Katranca köyünde yaşayan Sarı, bir süre çalıştığı özel sektördeki işinden, sağlık problemleri olan kızıyla daha fazla ilgilenebilmek için ayrıldı.
Daha sonra babasından 4 kovan arı alan ve bu işle ilgili girişimcilik kursunu da başarıyla tamamlayan 34 yaşındaki Sarı, Tarım ve Orman Bakanlığının Genç Çiftçi Projesi'nden yararlanmak için müracaatta bulundu.
Sarı, devletten aldığı 40 kovan arıyı 60 kovana çıkararak işini geliştirdi.
Sabah erkenden, babasının 25 yılık bisikletine binerek köy dışında arılarının bulunduğu alana giden Sarı, yaktığı tütsü ile arı kovanlarını tek tek kontrol ediyor.

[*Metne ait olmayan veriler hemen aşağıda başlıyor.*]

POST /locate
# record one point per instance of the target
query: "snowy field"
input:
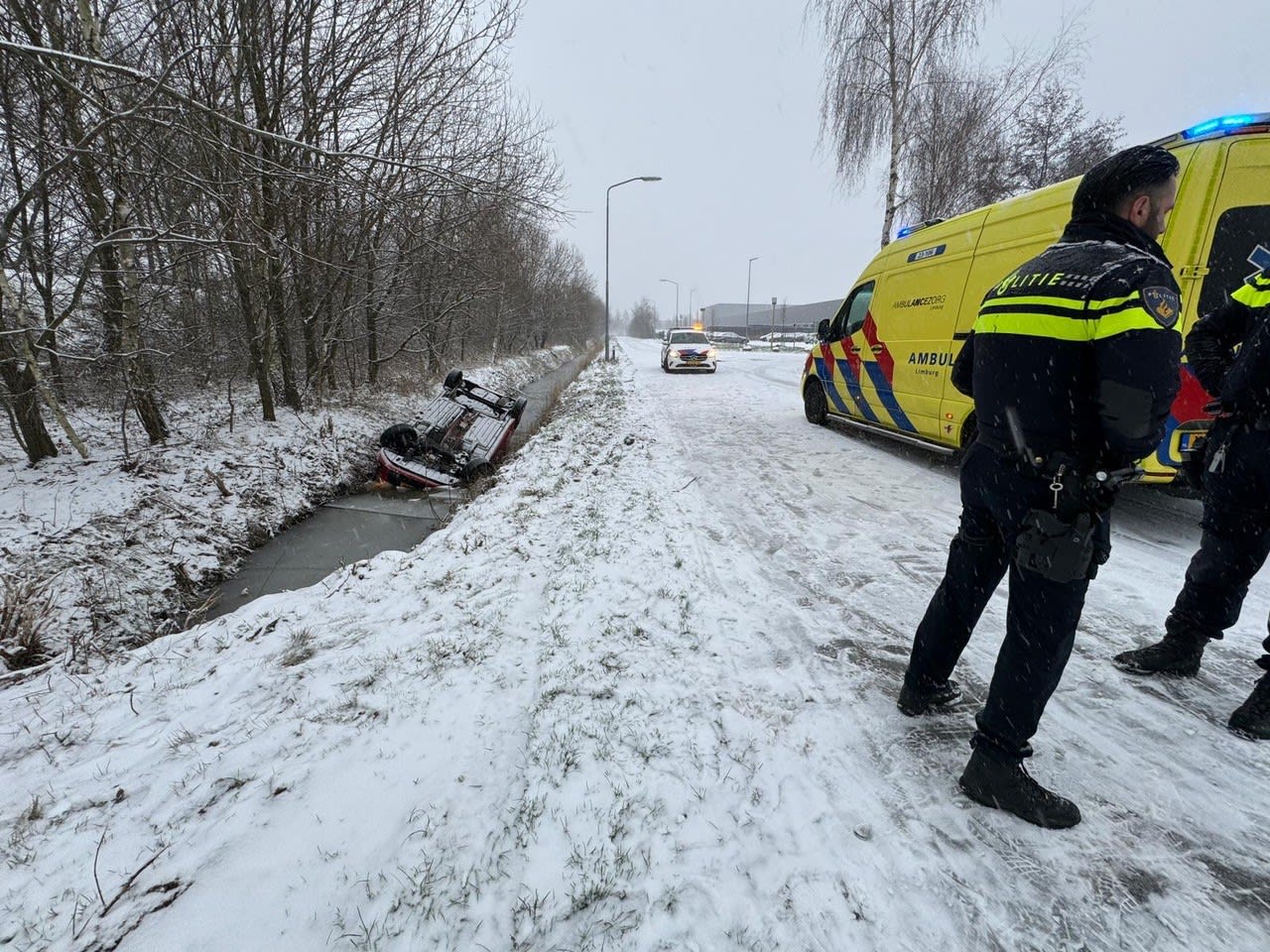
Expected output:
(638, 696)
(125, 544)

Sarı, arılarına zaman zaman "Altın kızlarım", "Siz benim evlatlarımsınız", "Canlarım benim" gibi ifadelerle sesleniyor.
"Devlet desteğiyle arıcılık faaliyetlerimi artırdım"

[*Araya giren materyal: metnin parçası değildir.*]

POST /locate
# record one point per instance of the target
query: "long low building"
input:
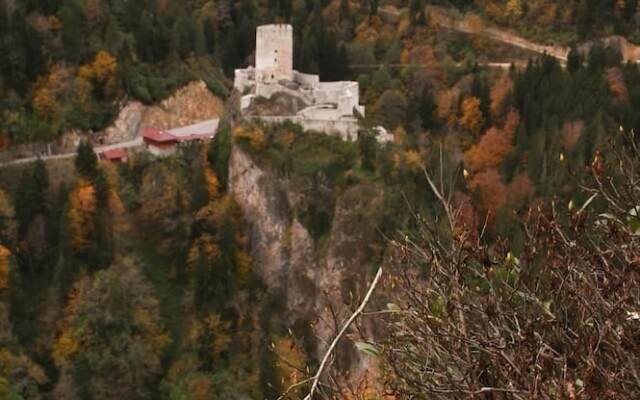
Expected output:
(160, 142)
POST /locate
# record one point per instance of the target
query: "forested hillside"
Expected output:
(152, 279)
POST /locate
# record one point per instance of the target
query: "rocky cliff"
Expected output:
(319, 280)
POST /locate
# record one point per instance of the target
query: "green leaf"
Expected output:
(393, 307)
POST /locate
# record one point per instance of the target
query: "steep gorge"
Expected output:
(319, 279)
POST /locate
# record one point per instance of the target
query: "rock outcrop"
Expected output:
(190, 104)
(310, 276)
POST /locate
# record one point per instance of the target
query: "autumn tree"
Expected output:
(290, 365)
(82, 209)
(99, 76)
(492, 321)
(493, 146)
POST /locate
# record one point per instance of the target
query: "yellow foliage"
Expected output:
(4, 268)
(514, 10)
(66, 346)
(49, 89)
(101, 71)
(82, 207)
(290, 364)
(212, 183)
(413, 160)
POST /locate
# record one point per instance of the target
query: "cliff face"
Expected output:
(314, 277)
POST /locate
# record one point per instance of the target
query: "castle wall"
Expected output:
(347, 128)
(274, 53)
(244, 79)
(309, 81)
(344, 94)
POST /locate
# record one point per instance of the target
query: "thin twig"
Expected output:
(327, 355)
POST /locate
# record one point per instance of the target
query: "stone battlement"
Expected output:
(275, 28)
(330, 107)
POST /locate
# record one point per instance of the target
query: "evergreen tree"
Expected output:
(586, 18)
(31, 195)
(74, 31)
(218, 154)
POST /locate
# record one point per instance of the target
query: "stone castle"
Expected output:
(329, 107)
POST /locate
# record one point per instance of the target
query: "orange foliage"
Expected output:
(491, 190)
(413, 160)
(499, 93)
(82, 207)
(446, 105)
(493, 146)
(203, 247)
(290, 364)
(4, 268)
(467, 218)
(615, 79)
(472, 118)
(366, 388)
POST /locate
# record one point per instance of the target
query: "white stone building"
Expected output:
(329, 107)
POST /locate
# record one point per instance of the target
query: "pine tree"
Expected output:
(74, 29)
(218, 155)
(86, 161)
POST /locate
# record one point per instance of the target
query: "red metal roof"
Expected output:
(194, 136)
(158, 135)
(114, 154)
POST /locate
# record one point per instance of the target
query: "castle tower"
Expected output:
(274, 53)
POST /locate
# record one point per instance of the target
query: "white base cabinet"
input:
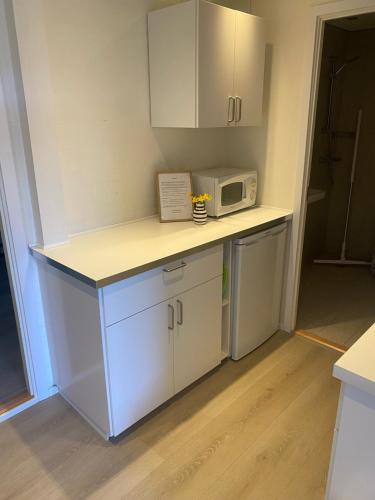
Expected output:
(352, 467)
(140, 365)
(197, 345)
(206, 66)
(122, 351)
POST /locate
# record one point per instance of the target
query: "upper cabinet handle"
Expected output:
(170, 269)
(180, 312)
(238, 109)
(231, 106)
(170, 317)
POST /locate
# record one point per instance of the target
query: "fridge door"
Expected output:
(258, 278)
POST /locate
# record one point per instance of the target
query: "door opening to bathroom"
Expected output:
(13, 388)
(337, 288)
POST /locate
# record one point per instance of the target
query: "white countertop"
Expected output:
(357, 366)
(103, 257)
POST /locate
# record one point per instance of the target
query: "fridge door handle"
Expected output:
(231, 109)
(180, 312)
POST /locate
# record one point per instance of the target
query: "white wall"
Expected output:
(95, 75)
(274, 148)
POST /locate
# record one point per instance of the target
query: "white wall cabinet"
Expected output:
(123, 350)
(206, 66)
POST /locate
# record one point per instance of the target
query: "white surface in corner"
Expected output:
(357, 366)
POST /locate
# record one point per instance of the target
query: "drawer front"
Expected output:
(132, 295)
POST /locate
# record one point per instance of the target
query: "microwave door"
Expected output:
(233, 195)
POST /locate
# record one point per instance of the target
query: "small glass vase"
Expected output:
(200, 213)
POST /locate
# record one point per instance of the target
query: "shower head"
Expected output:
(336, 71)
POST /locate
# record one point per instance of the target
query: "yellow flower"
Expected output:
(200, 198)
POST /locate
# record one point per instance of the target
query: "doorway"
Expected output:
(337, 287)
(13, 388)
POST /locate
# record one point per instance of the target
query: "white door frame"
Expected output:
(321, 11)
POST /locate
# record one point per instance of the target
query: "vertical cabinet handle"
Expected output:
(180, 312)
(231, 107)
(238, 106)
(170, 317)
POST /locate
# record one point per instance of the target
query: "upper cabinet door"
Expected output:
(216, 34)
(249, 69)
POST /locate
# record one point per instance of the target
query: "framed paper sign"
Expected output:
(174, 190)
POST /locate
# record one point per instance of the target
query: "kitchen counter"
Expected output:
(357, 366)
(109, 255)
(351, 473)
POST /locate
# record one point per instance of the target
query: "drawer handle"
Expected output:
(180, 312)
(170, 269)
(170, 317)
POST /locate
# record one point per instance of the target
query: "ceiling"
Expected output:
(355, 23)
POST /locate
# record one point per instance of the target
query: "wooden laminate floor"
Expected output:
(260, 428)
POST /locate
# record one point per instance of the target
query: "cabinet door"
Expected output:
(216, 63)
(140, 364)
(249, 68)
(197, 341)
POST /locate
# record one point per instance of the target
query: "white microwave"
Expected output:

Sarı, "Arıcılığa ilk başladığımda gerçekten tedirgin oldum. Ama ben şanslıydım çünkü babam vardı. Onun desteği ile ufak ufak öğrendim. Babamdan öğrendiğim bilgileri, modern arıcılık teknolojilerini de takip ederek kendimi yeniledim. Bu işe başlayıp da bırakan hiç kimse yoktur zaten. Ben arılığa geldiğimde onlarla konuşuyor, duygularımı paylaşıyor, nazik davranmaya çalışıyorum" dedi.
"Onlar benim altın kızlarım"
Sarı, arıların besin kaynaklarına rahat ulaşabilmeleri için faselya tarlaları oluşturduğunu belirterek şunları anlattı: "Doğal ürünler yetiştirmek için çaba sarf ediyorum. Arı ürünleri çok değerli ve sağlıklı. Onlar benim altın kızlarım. O kadar küçük bir canlının bu kadar çalışkan olması, izlerken bile hayranlık uyandırıyor."
Türkiye'de kadınların arıcılık alanında çalışmalarını artırdığını vurgulayan Sarı, bu durumdan mutluluk duyduğunu ifade etti.